Poucas horas depois da morte de Cheney, na terça-feira, as bandeiras da Casa Branca foram baixadas a meio mastro; foi uma demonstração de luto nacional exigida por lei federal. Mas a medida ofusca a dramática divisão entre a velha guarda conservadora da era Cheney e o novo Partido Republicano que Trump moldou à sua imagem.

Embora as homenagens ao falecido vice-presidente continuassem em ritmo constante, Trump permaneceu bastante quieto.

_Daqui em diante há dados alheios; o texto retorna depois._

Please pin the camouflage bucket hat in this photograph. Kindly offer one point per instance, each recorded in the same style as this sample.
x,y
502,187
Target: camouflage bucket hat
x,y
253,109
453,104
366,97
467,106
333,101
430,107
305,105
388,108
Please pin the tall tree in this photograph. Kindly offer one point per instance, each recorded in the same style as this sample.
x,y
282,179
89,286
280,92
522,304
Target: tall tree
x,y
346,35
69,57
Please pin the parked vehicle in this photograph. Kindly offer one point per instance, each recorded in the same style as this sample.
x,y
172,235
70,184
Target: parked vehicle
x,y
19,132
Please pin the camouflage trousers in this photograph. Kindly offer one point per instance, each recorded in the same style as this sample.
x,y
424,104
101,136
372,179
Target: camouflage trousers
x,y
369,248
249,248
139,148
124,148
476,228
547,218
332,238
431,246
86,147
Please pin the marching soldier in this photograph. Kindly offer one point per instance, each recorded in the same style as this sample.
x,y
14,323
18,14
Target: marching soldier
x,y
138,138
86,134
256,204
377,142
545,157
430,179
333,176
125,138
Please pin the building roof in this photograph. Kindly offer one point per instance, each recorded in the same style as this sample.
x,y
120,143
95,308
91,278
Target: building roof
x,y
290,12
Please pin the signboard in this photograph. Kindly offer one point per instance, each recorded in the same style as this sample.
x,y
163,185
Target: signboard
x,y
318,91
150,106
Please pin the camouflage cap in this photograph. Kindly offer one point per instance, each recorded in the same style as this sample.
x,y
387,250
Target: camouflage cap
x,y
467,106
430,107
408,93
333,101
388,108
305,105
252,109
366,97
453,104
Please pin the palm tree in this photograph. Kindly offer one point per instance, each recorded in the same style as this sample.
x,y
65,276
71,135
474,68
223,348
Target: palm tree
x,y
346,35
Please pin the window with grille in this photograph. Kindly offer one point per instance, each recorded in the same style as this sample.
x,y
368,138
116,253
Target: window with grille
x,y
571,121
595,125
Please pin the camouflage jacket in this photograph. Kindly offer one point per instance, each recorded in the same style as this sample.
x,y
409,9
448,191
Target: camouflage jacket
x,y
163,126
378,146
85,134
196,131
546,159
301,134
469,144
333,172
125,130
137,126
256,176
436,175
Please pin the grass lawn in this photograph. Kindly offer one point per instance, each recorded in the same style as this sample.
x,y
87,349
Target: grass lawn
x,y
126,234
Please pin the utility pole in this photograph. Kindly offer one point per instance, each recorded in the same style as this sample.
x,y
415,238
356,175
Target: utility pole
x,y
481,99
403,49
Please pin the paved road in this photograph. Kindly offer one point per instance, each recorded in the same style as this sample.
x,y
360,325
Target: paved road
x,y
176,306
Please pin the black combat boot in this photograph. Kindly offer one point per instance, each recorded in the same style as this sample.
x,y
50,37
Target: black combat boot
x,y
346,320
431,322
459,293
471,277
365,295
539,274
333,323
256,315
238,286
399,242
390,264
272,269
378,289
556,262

Mas o actual presidente não hesitou em criticar Cheney e as suas opiniões intervencionistas em matéria de política externa no passado. Ele também entrou em conflito frequente com a filha de Cheney, Liz, que tem sido uma crítica veemente de Trump e serviu em 2021 como vice-presidente de um painel do Congresso que investiga sua conduta durante o ataque de 6 de janeiro ao Capitólio dos EUA por apoiadores de Trump.

Trump e Cheney estão em desacordo há mais de uma década, desde que este último deixou um cargo público. Mas esses conflitos eram sobre políticas e personalidade. Cantavam o mesmo hino sobre o poder presidencial, o âmbito da autoridade executiva e a necessidade de a Casa Branca usar a força quando necessário.